} Supplicant: *gasp* *choke* *wheeze*
}
} Priest: Another supplicant, o Bastion of Benevolent Knowledge, a
} supplicant awaits your response.
}
} S: *hack* *spew* *gasp*
}
} Oracle: Not another one. He's gone and ate college food again.
} Didn't he check the ads for the campus catering when he enrolled?
}
} [Enter three small creatures, one with brown pants worn high, one in
} a pink skirt, and one in a blue turtleneck with a red baseball cap]
}
} YW&D: Sam 'n' Ella's catering shop
} Eat our food and you're sure to drop
} Then the only thing left to do
} Is run to the potty and spew, spew, spew!
} Sam 'n' Ella's!
} YW&D: Yikes! [They disappear into the distance, being chased by a
} large man in a dirty chef's hat.
}
} O: Tell me, supplicant, did you have the chicken, or the fish?
}
} S: *choke* The lasagna... *wheeze*
}
} O: Oh my, it's worse than I thought. There's not much time left.
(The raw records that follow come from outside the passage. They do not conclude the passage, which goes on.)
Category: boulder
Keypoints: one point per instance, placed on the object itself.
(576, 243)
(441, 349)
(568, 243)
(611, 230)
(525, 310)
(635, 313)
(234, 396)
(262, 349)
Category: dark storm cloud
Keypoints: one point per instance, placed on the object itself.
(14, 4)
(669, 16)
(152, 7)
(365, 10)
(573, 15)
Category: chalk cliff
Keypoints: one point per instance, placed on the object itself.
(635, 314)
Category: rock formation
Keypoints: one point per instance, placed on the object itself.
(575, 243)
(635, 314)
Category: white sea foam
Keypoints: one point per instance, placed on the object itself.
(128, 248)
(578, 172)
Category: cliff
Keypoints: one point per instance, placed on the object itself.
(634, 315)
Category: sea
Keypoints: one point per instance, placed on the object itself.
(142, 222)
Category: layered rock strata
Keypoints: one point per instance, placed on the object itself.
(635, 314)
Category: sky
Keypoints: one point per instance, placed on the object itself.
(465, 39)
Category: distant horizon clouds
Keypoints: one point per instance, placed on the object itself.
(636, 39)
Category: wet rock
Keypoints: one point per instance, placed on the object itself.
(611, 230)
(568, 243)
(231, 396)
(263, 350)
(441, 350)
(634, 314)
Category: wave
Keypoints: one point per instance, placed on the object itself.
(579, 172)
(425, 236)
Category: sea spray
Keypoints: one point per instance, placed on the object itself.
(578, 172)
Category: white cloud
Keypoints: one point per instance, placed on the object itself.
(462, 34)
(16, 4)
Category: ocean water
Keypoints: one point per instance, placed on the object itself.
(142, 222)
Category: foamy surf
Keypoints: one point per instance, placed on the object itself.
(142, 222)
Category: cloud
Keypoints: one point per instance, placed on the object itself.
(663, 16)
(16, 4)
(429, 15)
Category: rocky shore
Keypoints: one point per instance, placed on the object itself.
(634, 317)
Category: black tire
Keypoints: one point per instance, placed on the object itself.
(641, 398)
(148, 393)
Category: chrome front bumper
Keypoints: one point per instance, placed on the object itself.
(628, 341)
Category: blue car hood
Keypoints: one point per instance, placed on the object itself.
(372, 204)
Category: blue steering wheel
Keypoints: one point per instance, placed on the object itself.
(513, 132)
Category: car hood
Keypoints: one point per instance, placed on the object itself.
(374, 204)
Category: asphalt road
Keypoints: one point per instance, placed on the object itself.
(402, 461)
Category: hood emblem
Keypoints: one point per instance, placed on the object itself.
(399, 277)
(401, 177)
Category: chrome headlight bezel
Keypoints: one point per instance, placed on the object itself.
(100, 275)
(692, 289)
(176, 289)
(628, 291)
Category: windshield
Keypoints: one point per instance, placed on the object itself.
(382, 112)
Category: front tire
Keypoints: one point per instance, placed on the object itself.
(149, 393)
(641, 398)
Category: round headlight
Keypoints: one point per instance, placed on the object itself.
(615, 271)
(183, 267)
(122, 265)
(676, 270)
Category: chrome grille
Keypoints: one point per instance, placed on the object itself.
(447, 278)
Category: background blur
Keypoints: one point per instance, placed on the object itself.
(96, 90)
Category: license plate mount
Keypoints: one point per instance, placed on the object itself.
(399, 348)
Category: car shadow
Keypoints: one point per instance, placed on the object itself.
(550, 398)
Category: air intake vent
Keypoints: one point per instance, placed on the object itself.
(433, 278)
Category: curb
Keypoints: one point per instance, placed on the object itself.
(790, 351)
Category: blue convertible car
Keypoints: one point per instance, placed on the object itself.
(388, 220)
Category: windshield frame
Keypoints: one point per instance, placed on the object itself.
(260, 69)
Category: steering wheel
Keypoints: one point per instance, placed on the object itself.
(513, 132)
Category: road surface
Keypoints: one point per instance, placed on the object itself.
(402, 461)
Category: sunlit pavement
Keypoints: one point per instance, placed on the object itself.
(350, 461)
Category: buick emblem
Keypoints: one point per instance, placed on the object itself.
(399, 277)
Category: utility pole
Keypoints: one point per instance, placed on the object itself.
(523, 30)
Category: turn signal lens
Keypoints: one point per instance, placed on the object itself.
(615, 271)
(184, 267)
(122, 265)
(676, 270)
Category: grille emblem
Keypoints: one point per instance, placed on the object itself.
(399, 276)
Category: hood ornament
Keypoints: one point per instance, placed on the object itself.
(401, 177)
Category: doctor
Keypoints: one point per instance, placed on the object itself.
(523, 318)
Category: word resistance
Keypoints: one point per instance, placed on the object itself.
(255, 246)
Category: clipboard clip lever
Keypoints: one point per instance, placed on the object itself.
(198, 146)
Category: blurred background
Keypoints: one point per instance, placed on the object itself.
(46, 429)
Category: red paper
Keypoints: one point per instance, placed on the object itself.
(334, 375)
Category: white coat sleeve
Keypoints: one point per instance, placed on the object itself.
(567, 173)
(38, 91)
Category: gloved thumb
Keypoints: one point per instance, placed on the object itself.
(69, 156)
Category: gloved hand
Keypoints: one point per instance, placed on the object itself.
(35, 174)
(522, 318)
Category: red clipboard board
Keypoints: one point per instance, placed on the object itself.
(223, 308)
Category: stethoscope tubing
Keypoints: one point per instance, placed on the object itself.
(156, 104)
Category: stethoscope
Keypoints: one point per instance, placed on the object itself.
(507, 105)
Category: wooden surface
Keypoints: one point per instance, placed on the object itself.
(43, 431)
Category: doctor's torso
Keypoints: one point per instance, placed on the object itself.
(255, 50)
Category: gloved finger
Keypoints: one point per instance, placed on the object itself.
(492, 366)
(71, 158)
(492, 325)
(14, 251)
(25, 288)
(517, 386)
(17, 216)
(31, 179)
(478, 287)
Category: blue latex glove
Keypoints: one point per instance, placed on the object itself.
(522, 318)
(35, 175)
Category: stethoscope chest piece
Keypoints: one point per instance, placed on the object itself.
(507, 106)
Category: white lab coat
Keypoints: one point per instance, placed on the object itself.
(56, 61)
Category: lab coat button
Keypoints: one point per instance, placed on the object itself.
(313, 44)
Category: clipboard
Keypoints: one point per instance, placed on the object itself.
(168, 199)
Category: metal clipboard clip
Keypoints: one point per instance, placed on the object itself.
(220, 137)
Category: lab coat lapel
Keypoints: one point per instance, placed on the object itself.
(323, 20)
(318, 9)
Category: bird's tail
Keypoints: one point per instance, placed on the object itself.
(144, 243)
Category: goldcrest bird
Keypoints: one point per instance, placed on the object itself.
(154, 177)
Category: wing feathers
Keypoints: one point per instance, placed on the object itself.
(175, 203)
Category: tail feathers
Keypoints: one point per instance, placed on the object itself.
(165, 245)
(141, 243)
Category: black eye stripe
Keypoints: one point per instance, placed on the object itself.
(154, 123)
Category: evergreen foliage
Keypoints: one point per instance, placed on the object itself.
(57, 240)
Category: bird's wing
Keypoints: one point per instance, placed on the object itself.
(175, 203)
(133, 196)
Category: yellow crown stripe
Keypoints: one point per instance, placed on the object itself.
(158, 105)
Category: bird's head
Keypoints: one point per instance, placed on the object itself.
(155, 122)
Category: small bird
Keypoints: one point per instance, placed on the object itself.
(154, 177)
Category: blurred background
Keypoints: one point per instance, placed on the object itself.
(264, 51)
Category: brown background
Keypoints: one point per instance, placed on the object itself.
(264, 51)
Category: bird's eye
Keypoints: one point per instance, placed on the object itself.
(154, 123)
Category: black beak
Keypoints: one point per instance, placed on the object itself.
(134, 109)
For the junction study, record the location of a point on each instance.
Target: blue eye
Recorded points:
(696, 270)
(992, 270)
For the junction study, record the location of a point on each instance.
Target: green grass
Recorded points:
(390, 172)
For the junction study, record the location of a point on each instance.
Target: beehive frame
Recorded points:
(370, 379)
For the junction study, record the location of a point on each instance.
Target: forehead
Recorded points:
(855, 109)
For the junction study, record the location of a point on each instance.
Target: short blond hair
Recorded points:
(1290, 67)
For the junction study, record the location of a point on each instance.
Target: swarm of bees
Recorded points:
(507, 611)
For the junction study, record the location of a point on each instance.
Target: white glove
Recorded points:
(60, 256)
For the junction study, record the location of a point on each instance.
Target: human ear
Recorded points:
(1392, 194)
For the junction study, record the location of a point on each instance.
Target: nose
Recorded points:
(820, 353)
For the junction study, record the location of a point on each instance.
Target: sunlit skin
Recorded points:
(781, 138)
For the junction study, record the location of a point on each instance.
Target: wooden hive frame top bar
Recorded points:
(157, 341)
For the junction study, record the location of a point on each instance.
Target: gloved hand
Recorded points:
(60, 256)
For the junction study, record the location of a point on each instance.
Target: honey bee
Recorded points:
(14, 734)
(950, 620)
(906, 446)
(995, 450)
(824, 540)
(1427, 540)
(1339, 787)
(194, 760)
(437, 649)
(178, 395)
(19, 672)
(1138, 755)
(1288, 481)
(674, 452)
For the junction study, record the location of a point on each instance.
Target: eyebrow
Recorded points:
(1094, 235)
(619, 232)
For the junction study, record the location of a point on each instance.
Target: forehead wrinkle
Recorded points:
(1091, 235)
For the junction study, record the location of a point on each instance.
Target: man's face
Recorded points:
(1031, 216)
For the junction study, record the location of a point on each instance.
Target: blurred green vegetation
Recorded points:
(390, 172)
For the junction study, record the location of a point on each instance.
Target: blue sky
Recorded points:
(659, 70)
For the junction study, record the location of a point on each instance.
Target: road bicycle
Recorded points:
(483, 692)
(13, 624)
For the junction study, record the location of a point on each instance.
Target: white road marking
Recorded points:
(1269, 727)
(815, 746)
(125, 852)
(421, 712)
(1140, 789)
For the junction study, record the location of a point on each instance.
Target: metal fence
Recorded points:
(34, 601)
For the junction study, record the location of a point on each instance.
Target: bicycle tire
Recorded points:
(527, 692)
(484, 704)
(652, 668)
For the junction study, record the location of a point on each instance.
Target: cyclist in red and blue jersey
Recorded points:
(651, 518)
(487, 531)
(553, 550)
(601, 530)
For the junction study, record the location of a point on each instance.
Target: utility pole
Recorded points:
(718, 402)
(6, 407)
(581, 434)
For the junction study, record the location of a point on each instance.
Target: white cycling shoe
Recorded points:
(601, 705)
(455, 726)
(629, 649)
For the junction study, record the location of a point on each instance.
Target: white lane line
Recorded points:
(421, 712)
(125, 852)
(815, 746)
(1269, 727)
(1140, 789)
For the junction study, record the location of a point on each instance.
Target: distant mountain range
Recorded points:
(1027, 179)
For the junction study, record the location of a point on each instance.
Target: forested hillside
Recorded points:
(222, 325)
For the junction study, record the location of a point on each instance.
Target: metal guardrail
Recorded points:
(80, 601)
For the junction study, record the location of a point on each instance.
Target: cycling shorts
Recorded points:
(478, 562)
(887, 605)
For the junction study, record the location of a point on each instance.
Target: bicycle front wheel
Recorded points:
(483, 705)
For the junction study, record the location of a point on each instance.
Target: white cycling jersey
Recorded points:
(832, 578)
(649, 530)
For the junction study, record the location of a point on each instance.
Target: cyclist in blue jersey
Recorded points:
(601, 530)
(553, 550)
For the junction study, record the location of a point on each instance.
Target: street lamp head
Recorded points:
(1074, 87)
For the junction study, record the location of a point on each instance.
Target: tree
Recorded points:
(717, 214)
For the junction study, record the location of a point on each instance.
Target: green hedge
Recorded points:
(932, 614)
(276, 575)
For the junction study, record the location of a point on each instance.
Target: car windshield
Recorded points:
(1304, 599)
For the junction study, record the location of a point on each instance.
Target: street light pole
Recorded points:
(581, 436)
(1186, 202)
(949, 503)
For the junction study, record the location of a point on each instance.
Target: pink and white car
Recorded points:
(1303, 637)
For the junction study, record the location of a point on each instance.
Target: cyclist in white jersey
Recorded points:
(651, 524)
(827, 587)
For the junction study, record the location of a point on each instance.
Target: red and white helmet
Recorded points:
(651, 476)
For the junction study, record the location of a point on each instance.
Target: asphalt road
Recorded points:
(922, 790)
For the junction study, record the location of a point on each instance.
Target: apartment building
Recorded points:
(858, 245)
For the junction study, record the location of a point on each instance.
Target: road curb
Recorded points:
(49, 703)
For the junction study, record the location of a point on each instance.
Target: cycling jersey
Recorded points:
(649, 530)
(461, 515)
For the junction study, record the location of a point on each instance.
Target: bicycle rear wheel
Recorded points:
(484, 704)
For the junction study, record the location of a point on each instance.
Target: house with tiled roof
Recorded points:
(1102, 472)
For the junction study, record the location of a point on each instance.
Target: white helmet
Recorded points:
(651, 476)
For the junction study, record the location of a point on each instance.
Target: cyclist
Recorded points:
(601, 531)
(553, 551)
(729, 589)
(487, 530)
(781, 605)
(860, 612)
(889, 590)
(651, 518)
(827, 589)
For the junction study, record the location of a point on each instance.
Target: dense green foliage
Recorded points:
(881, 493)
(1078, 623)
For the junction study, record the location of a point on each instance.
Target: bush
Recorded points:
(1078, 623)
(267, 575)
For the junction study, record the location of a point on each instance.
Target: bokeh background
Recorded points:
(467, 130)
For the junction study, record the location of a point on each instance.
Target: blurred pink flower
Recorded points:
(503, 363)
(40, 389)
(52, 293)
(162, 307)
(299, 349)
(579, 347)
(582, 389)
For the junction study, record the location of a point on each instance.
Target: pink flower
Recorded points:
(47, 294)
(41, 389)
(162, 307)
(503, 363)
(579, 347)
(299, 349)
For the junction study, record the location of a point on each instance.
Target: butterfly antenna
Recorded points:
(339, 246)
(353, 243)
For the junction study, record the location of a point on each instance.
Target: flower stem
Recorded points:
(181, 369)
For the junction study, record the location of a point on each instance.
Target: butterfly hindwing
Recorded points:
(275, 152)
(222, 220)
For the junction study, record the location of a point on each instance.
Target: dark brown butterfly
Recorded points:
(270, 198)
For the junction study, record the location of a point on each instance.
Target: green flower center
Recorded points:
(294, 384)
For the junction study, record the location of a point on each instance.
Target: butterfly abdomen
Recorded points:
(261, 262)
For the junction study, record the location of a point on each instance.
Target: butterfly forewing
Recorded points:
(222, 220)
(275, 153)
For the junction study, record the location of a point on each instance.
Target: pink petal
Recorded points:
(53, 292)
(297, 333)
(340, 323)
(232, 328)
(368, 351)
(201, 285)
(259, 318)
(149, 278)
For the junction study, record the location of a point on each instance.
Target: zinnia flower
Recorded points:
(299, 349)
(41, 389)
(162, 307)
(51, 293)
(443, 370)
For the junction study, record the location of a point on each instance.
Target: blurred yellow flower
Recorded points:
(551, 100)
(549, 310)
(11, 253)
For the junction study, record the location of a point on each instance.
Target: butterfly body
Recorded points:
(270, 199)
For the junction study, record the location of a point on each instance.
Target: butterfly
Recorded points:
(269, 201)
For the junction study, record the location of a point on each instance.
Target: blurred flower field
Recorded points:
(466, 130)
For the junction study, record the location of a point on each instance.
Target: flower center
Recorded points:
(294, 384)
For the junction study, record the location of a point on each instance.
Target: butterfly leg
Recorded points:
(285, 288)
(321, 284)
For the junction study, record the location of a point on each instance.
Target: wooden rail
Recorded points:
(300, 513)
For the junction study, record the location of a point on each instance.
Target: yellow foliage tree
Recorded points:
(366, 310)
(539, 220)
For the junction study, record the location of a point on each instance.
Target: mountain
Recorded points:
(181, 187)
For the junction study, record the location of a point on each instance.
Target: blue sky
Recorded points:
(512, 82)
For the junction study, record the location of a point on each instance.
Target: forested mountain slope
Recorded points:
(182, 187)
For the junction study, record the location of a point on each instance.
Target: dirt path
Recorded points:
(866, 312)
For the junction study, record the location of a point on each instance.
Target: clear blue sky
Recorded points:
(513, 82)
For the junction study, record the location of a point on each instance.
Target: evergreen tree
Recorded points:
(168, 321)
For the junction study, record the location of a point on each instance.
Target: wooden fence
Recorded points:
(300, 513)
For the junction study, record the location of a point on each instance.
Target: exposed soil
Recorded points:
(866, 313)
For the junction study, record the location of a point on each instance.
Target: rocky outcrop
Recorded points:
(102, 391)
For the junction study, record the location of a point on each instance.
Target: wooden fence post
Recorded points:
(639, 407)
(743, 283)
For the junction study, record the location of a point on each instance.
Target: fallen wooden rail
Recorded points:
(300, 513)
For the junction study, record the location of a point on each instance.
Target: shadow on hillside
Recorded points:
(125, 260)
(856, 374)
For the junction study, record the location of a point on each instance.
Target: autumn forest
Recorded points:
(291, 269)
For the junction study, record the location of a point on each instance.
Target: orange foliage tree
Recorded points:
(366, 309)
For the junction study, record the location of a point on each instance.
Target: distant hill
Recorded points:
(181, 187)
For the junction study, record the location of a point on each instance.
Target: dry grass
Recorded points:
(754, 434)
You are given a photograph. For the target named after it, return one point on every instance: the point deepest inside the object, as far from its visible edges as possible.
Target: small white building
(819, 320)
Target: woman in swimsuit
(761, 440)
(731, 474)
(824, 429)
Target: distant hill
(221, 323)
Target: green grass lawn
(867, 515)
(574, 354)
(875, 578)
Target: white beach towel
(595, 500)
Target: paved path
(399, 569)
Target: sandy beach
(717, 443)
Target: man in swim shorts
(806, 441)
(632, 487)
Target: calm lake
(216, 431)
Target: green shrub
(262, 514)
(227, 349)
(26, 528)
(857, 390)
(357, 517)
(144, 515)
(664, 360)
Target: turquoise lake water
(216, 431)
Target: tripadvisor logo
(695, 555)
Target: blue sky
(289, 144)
} We've got to [Supplicant's chest starts throbbing and stretching...
} it bursts, and a light brown, eight legged creature scuttles out,
} spitting acid, and then dons a top hat, and begins to dance]
}
} Alien: Hello, my baby, hello, my [KLANG! An anvil crashes on the
} alien's head, and a green frog chases the smashed alien away]
}
} M.J.Frog: That's *my* song!
}
} Priest: Another one. That's the seventh one today.
}
} O: I know. We really should attach those anvils better. Oh, you mean
} supplicants? Well, they're a dime a dozen anyways.
}
} Priest: True, much like the wings in the cafeteria themselves.
}
} O: Ah, but NBC has it's own problems. For the students themselves,
} they must remember these simple words:
}
} Welcome to Domino's. May I help you?
}
} You owe the Oracle some Tofu Surprise.